Keterlibatan lintas sektor ini menjadi penting mengingat kawasan TNBTS memiliki wilayah yang luas serta karakter medan yang cukup berat. Koordinasi antara aparat, pengelola kawasan dan unsur terkait diperlukan agar perkembangan Karhutla dapat diketahui lebih cepat dan langkah penanganan bisa segera dilakukan.
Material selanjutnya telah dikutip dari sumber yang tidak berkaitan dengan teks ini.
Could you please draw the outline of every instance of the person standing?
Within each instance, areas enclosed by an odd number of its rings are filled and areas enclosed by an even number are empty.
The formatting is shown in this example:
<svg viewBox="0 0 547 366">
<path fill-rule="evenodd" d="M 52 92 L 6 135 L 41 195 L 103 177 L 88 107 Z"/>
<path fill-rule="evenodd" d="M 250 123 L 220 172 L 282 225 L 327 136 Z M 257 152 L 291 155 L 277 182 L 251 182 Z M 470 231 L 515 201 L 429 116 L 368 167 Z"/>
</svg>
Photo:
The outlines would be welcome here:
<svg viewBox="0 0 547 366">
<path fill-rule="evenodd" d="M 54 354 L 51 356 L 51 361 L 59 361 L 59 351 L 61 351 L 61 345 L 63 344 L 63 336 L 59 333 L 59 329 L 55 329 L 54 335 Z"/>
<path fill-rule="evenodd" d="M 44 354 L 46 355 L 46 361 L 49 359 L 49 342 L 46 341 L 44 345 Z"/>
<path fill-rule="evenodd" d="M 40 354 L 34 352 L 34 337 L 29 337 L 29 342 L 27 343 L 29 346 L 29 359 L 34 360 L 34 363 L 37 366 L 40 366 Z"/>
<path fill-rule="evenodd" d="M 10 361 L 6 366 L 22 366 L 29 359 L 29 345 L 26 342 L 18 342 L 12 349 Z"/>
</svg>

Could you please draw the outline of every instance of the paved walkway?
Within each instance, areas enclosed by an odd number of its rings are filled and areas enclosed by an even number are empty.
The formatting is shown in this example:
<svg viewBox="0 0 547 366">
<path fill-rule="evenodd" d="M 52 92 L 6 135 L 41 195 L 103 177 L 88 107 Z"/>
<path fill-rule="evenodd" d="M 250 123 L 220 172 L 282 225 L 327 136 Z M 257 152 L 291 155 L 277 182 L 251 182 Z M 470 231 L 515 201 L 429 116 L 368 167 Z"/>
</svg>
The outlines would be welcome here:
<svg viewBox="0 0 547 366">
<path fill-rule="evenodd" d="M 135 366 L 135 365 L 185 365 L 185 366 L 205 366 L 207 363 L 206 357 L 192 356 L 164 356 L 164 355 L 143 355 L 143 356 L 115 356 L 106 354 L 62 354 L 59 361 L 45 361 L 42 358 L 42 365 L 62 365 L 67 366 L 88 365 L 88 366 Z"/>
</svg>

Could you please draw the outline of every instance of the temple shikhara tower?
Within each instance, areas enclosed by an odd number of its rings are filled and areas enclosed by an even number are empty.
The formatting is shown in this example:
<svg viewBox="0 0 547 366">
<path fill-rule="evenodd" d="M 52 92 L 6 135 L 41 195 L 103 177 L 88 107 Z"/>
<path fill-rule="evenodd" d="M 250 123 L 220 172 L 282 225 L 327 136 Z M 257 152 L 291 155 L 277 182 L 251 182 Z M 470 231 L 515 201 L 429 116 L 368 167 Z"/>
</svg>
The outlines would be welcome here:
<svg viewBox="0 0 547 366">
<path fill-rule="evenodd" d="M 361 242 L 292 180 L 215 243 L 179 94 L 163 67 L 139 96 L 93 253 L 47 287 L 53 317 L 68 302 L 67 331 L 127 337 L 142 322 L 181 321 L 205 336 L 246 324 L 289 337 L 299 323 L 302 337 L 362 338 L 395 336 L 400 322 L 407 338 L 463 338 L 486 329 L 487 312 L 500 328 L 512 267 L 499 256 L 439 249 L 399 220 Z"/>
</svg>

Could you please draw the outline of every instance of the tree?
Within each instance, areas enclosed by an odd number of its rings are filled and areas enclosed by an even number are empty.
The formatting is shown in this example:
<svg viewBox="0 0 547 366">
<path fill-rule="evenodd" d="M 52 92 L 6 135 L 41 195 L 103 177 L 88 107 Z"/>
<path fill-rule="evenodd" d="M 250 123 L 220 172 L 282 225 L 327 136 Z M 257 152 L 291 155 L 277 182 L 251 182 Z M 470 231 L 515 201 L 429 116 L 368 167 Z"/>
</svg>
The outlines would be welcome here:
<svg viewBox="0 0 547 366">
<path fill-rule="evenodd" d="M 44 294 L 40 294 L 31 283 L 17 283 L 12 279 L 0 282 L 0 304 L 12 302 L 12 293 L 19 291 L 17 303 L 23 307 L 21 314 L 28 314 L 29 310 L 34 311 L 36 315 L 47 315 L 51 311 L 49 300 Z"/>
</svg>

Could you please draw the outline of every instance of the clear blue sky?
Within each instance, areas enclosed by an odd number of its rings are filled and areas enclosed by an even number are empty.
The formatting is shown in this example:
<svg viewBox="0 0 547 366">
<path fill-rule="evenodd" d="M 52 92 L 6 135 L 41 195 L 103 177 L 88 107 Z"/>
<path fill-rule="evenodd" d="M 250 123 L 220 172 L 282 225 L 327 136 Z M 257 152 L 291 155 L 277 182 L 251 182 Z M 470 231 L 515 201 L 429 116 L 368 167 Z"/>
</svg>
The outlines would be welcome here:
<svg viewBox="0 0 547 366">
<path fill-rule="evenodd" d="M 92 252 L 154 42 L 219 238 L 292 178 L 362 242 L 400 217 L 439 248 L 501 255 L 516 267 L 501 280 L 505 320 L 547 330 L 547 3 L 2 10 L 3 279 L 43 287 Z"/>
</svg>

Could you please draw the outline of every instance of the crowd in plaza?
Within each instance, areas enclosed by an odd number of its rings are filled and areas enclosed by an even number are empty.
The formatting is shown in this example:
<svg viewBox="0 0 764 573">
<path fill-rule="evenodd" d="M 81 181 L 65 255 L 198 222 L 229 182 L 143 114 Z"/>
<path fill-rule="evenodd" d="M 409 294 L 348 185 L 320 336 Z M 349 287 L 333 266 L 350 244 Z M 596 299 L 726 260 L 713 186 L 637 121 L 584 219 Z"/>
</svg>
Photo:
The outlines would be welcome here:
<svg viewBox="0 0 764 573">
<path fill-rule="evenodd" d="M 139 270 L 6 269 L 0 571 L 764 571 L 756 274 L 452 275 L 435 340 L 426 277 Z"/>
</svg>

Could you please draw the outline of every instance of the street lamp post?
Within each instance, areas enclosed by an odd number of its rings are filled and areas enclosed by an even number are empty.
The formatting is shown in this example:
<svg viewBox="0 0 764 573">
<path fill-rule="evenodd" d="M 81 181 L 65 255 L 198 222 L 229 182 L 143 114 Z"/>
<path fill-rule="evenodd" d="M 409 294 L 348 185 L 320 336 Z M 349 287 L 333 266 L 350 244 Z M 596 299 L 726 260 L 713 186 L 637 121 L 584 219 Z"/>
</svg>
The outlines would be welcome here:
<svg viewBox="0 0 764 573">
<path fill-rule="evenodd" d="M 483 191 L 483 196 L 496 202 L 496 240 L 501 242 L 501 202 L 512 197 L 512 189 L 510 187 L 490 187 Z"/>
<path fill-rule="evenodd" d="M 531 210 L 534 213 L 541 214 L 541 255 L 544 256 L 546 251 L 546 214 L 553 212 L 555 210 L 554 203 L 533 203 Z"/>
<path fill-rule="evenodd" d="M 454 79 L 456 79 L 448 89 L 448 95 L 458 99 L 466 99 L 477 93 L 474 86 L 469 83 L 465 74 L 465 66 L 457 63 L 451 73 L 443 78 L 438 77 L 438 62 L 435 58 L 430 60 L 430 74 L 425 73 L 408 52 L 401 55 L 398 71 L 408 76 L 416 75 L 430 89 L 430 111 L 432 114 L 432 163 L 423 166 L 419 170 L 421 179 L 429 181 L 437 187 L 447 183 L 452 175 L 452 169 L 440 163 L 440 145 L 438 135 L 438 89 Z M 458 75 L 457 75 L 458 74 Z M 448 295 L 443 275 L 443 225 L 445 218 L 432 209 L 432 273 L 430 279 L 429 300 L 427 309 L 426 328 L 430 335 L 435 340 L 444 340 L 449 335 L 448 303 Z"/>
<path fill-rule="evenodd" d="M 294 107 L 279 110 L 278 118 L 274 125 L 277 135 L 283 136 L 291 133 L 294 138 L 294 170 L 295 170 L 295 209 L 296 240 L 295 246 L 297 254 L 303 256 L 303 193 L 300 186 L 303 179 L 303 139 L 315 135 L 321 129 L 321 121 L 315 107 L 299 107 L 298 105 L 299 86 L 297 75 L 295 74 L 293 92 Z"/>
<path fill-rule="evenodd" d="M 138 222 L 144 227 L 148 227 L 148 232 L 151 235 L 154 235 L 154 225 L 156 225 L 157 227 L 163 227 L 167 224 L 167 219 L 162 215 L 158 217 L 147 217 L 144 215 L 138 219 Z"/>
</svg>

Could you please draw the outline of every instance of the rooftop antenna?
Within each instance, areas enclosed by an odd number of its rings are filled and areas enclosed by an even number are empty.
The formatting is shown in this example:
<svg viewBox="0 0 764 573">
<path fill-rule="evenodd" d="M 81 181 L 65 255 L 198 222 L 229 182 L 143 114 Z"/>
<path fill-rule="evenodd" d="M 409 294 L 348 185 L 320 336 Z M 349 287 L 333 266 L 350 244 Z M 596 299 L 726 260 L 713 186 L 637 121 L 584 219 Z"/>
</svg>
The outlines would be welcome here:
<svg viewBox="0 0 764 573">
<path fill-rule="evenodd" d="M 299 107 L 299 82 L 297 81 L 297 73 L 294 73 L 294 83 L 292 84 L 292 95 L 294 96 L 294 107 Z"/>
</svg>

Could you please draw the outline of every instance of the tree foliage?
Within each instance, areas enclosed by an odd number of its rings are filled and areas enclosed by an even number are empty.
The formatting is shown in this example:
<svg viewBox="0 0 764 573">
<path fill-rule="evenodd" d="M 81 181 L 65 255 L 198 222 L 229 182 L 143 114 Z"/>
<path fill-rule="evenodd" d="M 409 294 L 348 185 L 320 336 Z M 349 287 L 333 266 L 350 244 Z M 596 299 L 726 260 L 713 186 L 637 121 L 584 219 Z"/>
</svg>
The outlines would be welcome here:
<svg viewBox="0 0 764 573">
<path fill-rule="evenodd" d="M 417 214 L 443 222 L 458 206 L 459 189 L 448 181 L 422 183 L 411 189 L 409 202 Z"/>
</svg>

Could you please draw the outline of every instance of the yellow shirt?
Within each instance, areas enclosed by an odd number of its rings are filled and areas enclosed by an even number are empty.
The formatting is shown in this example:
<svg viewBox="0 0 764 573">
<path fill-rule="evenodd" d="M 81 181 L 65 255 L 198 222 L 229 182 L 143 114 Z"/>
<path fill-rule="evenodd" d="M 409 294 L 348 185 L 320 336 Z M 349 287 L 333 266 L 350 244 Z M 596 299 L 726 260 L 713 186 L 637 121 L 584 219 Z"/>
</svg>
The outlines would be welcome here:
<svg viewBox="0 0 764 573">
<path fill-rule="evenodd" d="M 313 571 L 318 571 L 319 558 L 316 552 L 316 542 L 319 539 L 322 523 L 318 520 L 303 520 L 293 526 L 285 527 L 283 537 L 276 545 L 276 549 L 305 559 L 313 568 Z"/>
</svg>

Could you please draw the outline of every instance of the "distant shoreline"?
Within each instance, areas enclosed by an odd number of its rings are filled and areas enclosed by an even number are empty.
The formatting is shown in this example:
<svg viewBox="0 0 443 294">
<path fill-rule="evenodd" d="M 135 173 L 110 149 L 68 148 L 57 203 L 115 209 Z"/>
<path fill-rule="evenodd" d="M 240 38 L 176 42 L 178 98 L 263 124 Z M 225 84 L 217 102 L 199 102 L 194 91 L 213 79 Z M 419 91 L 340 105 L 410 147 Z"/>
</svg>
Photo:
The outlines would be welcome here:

Setelah peninjauan kawasan, kegiatan kemudian dilanjutkan dengan apel pengecekan kesiapsiagaan personel pada sore hari. Apel digelar di area parkir Cafe Bromo Hillside setelah seluruh rangkaian pemantauan lapangan selesai dilakukan.
Dalam apel tersebut dilakukan pengecekan kembali terhadap kesiapan personel sebagai bagian dari langkah antisipasi terhadap perkembangan Karhutla di kawasan TNBTS.
Sementara itu, berdasarkan hasil pemantauan dan laporan situasi di lapangan, Karhutla di kawasan TNBTS saat ini masih tercatat terjadi di Blok Dingklik yang mengarah ke Widodaren, Kabupaten Pasuruan.
Kondisi tersebut menjadi pengingat bahwa penanganan Karhutla belum dapat dianggap selesai hanya karena api di sejumlah lokasi telah berhasil dikendalikan. Pengawasan kawasan tetap diperlukan untuk memastikan tidak terjadi penyebaran maupun munculnya titik api baru.
Jajaran Kodim 0818/Malang-Batu bersama unsur terkait pun memastikan kesiapsiagaan tetap dipertahankan. Pemantauan kawasan, pengecekan personel serta koordinasi lintas instansi menjadi langkah penting untuk mengantisipasi perkembangan Karhutla di kawasan TNBTS.
Rangkaian kegiatan peninjauan dan apel kesiapsiagaan tersebut berlangsung hingga sekitar pukul 16.45 WIB. Selama kegiatan berlangsung, situasi dilaporkan berjalan aman dan lancar.